Midas Minerals Ltd. heeft de derde reeks resultaten bekendgemaakt van 3.000 geochemische monsters van zijn Challa-project, dat 70 km ten oosten van Mt Magnet in West-Australië ligt. Midas' resultaten van recente en eerder gemelde monsternemingen hebben bevestigd dat er twee sterk afwijkende, parallelle platina- en palladiumzones ("PGE") zijn die zich elk over een lengte van ten minste 18 km uitstrekken. Bemonstering heeft ook parallelle, vaak samenvallende goud- en koperanomalieën aan het licht gebracht.

De zeer beperkte bemonstering in 2021 leverde tot 3,45g/t PGE op in de zuidelijke PGE-doelzone 2 en een koper-zilver gossan-rotsfragment uit de noordelijke PGE-anomalie, die eerder door Midas werd gerapporteerd, leverde 16,1% koper, 566g/t zilver, 0,4g/t Au en 0,13g/t PGE op. Beperkte eerdere boringen leverden 1,63g/t PGE op over 1 m van 10 m. 3 Bij eerdere niet-systematische exploratie in de jaren tachtig werd melding gemaakt van abnormaal platina, palladium en rhodium in delen van het zeer grote Windimurra Igneous Complex (WIC).

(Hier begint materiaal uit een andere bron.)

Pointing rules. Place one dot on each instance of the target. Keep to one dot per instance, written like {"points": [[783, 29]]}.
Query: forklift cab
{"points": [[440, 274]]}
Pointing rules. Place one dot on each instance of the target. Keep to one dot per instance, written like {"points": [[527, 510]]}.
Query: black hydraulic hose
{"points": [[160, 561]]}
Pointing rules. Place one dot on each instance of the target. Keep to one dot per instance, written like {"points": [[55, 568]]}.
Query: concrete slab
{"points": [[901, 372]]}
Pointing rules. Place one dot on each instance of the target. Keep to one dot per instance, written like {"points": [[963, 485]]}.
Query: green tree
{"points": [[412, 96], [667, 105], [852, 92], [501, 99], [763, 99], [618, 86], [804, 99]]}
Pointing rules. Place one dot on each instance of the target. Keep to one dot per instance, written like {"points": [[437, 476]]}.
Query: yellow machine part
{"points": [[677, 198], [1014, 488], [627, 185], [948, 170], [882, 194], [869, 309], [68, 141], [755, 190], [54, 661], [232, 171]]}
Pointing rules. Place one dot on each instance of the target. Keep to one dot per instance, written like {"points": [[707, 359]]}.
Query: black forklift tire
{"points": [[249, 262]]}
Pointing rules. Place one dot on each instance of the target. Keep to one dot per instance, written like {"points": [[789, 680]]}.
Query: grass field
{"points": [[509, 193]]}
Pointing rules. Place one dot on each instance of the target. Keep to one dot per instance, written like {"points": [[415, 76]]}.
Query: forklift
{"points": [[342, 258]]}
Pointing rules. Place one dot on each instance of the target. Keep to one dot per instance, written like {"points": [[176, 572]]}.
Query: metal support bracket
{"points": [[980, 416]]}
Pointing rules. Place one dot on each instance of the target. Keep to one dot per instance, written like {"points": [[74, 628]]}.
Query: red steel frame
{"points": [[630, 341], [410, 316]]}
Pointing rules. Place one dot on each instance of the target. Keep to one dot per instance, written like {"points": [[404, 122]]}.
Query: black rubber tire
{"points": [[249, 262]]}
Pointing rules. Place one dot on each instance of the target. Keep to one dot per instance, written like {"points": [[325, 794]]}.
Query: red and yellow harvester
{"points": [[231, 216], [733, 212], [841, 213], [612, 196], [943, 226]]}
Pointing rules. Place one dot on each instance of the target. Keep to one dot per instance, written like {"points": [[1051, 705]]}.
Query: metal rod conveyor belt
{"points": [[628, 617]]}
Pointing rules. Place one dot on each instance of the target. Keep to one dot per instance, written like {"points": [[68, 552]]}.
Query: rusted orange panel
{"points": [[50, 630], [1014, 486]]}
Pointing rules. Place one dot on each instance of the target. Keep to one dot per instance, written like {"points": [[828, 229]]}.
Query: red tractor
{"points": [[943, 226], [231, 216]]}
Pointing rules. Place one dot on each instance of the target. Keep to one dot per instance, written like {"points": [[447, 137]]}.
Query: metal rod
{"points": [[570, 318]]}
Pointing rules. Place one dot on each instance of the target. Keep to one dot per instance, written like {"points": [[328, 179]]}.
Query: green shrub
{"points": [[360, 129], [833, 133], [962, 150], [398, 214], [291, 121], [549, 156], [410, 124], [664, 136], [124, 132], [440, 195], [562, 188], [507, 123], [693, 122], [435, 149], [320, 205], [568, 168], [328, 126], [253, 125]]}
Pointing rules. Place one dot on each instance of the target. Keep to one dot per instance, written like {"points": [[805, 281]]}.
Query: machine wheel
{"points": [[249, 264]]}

Lopende exploratie door Midas in Challa heeft sterke geochemische anomalieën voor PGE en basismetalen en geofysische VTEM-anomalieën aan het licht gebracht. Op basis van deze bemoedigende eerste resultaten heeft Midas vorig jaar een optie genomen op het 48 km2 grote Barracuda PGE-Ni-Cu-project, E58/551, zodat de gehele Wondinong PGE-doelzone kan worden onderzocht. Door uitgebreide geochemische grond- en grondbemonstering in 2021-2022, met in totaal meer dan 7.300 monsters, zijn met succes twee lateraal uitgebreide PGE-verrijkte horizonten gedefinieerd die zich elk over ten minste 18 km uitstrekken en stratigrafisch worden gescheiden door +/-1 km gefractioneerde gabbro binnen de reusachtige Windimurra gelaagde mafische intrusie.

De Midas-bemonstering vormt de allereerste dataset van hoge kwaliteit van het complex, waarbij de meeste monsters zijn genomen van in situ gedeeltelijk verweerd gesteente of van bodemmonsters in gebieden met overwegend subgewassen. Gebieden met getransporteerde dekking zijn over het algemeen vermeden en waar lateritische profielen zijn gestript. Alle boormonsters werden geanalyseerd op Au, Pt en Pd met zowel aqua regia als vuurproef.

De twee platinoïde stratigrafische horizonten worden over het algemeen gedefinieerd door PGE-waarden van meer dan 30ppb, de waarden onder de onderste horizon waren typisch 1ppb tot 10ppb en tussen de onderste en bovenste horizon 5ppb tot 15ppb. Binnen de twee anomale horizonten werden hoogwaardige kernen met een lengte tot 3 km gedefinieerd, met PGE-waarden van 50ppb tot 500ppb (0,5g/t). Koper- en goudanomalisme is aanwezig aan de basis of onmiddellijk onder de onderste platinoïde horizon, en in latere schuifstructuren bij de Killarney- en Wondinong-prospects.

Kleine, hoogwaardige koper-zilverkloofjes bij Wondinong East en koper-goud/arsenicum-goudkloofjes bij Killarney kunnen geremobiliseerde sulfidemineralen vertegenwoordigen. Nikkelanomalieën, vaak geassocieerd met verhoogd magnesium, komen over het algemeen voor in de buurt van anomalieën met hoogwaardiger platinoïden, en kunnen duiden op verhoogde sulfideverrijking en gehalte aan ultramafische mineralen (olivijn).